Questions were immediately asked of the regulators who said they had audited SMG and didn't find anything out of the ordinary. But upon further questioning, the auditors were forced to admit that they had no idea how SMG actually operated, didn't understand the books, and basically signed off on audits to make it look like they had a clue as to what they were doing. In a nutshell – they lied. They didn't really audit SMG, because they didn't understand it.
As you might imagine there were lawsuits. The customers demanded to be made whole – because SMG had told them that customer funds were segregated and therefore ‘safe’. But SMG didn't keep them segregated, and pledged those monies as collateral on a loan. When all the dust had settled, the court decided SMG had done nothing wrong. So, an appeal was set, and the 7th Circuit reviewed the case, and announced their decision on Aug 9th – basically telling the world that your money is NOT SAFE in virtually ANY financial institution.
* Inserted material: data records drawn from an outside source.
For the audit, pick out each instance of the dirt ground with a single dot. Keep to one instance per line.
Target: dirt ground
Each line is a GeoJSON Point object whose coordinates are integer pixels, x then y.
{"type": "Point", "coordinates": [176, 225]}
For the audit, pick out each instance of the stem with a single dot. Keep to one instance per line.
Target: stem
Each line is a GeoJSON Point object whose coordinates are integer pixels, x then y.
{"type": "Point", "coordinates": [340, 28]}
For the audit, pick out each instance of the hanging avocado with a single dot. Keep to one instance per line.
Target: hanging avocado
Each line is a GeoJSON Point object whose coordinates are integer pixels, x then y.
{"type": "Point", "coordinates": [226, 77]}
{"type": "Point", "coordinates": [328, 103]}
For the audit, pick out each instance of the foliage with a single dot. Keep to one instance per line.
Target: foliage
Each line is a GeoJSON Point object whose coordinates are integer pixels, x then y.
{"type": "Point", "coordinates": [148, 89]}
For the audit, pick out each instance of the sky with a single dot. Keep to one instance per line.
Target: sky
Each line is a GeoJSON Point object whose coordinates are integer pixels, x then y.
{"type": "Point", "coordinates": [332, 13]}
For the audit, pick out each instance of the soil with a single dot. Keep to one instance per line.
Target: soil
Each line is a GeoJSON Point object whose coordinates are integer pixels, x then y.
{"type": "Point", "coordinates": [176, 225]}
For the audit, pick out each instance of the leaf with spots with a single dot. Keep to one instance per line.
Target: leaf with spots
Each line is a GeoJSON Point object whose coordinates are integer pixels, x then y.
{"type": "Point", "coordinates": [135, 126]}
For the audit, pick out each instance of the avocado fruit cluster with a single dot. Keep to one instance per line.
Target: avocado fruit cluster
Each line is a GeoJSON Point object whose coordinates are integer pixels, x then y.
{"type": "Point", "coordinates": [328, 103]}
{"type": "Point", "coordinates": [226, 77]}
According to Reuters: “A federal appeals court on Thursday upheld a ruling that puts Bank of New York Mellon ahead of former customers of SMG in the line of those seeking the return of money lost in the 2007 failure of the futures broker SMG. SMG allegedly pledged hundreds of millions of dollars in customer assets to secure an overnight loan at Bank of New York Mellon, leaving the bank in a secured position but SMG's customers out millions. That SMG failed to keep client funds properly segregated is NOT (on its own) sufficient to rule as a matter of law that SMG acted ‘with actual intent to hinder, delay or defraud’ its customers,” said U.S. Circuit Judge John D. Tinder.
Now it gets a lot better. During the trial, some of the banking testimony was so ‘over the top’ and not even making sense that in the judges opinion: “Instead of finding that the banker testimony justified a finding of egregious banking behavior, the District Court finds that the bank officials were such artless liars that they could not have been concealing deliberate wrong doing.”
So SMG (aka John Corzine and MF Global) told everyone that customer funds were segregated and safe. They then took customer funds and pledged them as collateral. The loan went belly-up and the bank wants the millions of dollars cash collateral. The court gives it to them. The appeals court ruled that SMG was so ‘stupid’ that it couldn’t have committed fraud – so the collateral went to cover the loan and screw the customers.
This opens the door for virtually ANY investing institution to take your 401K (or brokerage) money, and use it as collateral for their gain. If things go badly – well – your money is gone and there is nothing you can do about it. According to the court, what SMG did was exactly what MF Global did – taking a billion dollars in customer money to cover their own bet and loosing it all. At least I now know why John Corzine is not in jail. The courts will rule that this is ‘bad business judgment’ and not fraud or stealing.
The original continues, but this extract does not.